In 2008, as the Affordable Care Act began to take shape, “We began to have discussions about what type of company we would be and how we would deliver our products and services,” recalls William Moore, executive vice president and chief technology officer of CareCore.

At the time, the company operated an IT infrastructure that consisted mostly of stacked physical servers. “We handled IT issues in a reactive way,” he says.

CareCore makes evidence-based health care data for 70 million patients available to employees through portals, direct integration with electronic medical records and via more than 1,000 customer service agents. For this company, legacy IT wasn’t good enough.

“We needed far more advanced capabilities,” Moore explains. “We recognized that we were entering an era in which analytics would be the currency on which health care is based.”

CareCore turned to Riverbed to optimize its network infrastructure and migrate systems and data into a virtualized, cloud-based environment. The result was a technology framework that allows the company’s IT group to provide a continuous series of software releases. The firm is now able to align development processes within a virtual native application suite that addresses load-balancing requirements, while offering the flexibility to work within several different business scenarios.
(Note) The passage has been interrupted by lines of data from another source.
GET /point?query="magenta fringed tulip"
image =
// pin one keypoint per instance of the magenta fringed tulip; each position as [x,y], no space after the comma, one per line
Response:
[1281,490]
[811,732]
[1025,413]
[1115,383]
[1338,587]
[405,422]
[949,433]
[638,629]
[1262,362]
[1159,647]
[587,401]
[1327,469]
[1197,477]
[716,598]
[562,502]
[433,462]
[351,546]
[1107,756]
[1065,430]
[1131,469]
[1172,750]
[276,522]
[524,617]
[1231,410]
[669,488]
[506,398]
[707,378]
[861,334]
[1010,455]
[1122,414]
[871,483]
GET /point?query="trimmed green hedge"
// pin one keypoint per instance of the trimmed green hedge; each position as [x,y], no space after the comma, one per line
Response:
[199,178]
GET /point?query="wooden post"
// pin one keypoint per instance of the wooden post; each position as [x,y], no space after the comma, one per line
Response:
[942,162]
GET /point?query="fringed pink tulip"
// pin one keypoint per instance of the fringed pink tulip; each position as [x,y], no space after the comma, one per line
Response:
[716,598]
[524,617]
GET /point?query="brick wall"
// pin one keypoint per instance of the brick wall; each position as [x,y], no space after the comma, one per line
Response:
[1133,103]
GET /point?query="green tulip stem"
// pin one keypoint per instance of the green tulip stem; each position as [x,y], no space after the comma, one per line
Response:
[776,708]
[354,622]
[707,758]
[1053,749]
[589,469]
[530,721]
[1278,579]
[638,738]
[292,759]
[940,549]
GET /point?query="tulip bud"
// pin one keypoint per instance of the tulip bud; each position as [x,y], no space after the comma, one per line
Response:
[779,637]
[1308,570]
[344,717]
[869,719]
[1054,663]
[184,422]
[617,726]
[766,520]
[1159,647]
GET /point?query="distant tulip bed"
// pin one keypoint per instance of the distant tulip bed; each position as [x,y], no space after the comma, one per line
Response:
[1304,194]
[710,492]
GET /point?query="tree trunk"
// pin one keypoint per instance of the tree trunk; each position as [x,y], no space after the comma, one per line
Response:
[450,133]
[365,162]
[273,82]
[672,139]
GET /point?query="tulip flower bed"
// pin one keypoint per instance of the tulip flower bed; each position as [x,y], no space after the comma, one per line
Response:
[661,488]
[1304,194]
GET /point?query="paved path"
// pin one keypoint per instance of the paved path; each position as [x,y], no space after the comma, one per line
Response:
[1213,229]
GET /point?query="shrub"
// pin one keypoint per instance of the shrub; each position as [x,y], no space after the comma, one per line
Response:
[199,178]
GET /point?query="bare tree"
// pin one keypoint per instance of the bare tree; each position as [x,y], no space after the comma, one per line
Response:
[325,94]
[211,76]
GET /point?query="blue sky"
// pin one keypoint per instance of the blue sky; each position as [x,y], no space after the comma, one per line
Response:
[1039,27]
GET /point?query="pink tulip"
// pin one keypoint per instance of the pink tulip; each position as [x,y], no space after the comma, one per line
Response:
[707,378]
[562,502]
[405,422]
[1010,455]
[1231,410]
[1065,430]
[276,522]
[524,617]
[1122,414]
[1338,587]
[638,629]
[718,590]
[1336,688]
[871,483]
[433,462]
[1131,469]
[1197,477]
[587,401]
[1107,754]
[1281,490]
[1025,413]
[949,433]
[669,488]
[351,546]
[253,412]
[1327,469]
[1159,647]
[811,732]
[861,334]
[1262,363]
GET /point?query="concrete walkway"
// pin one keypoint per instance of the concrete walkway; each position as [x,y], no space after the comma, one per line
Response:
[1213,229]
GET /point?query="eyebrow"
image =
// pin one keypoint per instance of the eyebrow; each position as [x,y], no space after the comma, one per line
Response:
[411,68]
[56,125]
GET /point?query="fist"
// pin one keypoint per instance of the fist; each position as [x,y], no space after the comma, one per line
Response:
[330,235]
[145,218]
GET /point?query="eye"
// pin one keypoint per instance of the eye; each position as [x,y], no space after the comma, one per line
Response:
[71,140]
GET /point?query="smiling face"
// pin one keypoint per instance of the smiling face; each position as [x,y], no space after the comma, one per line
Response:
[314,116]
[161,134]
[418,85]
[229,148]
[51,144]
The platform has helped transform CareCore, which has improved its internal analytics capabilities and made data more accessible. “Fifty thousand times a day, we’re combining individual patient’s circumstances with physician data about the most appropriate course of care,” Moore explains. “We connect patient’s symptomology data with appropriate use criteria and deliver the information back to the physician in real time.”

The focus is heavily on understanding physician-patient interactions and allowing physicians to view their own performance against their peer group. At the same time, predictive analytics provides insights about the most appropriate care decisions in different circumstances.

“The goal is to transcend the traditional concept of decision support and provide physicians with everything they require,” Moore says. “The systems allow us to transform data into actionable knowledge. It’s all about being faster, more efficient and less expensive for our customers.”

The migration to a highly virtualized IT infrastructure has transformed CareCore. The platform delivers a highly flexible evidence-based medicine model. “We can examine a specific process and understand how any change will lead to specific results,” Moore says.

That makes it possible, among other things, to determine specific costs down to tenths of a cent and how average call durations affect patient results and pricing. “By putting all our data in the cloud, we have been able to achieve fine-grained insights that weren’t possible in the past.”